As he was so convinced that he was fighting God's battle, there would be no circumspection on Spracklin's part. Spracklin had little knowledge of the law, or even of elementary policing. He misdated charges which resulted in being thrown out of court. On another occasion he arrested a man, took him to jail and then released him on bail.

In one of his most spectacular fiascos, Spracklin had used the patrol boat to follow a large yacht down the Detroit River and into Lake St. Clair. He had no reason whatsoever to believe that there was any liquor onboard the targeted vessel. Nevertheless, with two other gun-branding officers, Spracklin boarded the ship and asked that the occupants submit to a search. It turned out that the yacht was the private property of Oscar E. Fleming, Windsor's first mayor and one of its wealthiest and most influential citizens. At its masthead, Fleming's ship sports the blue of the Royal Canadian Yacht Club, one of Canada's most elite clubs. At the time of the day, Fleming's was on board. They found their evening rudely interrupted as gun-waving officers swarmed through the ship in search of alcohol. They found none. Oscar Fleming was outraged and asked an apology. Spracklin refused, and Fleming filed a lawsuit.
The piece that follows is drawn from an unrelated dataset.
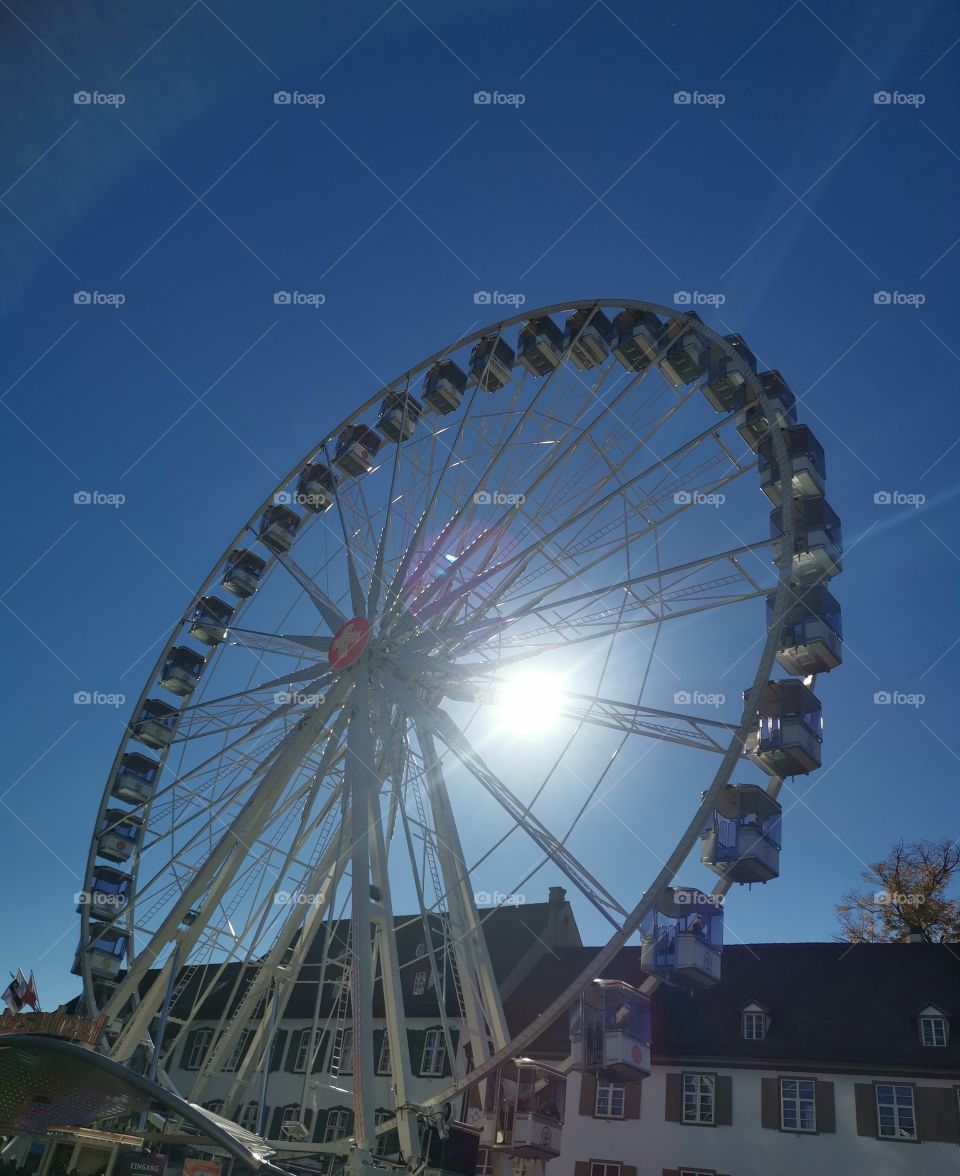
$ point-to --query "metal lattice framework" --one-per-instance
(325, 723)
Smashing in doors without warrants and demanding that the occupants explain themselves to be the preferred method of Spracklin and his men. The traditions of the United Kingdom and the United States of America. Besides, he was empowered by a Higher Authority. Despite the mayhem he was leaving in his wake, there was no indication that he had an appreciable effect in stopping or even slowing down the liquor trade. By late October, even the Toronto Daily Star conceded that the weekend along the Detroit River border was still "a great carnival of booze."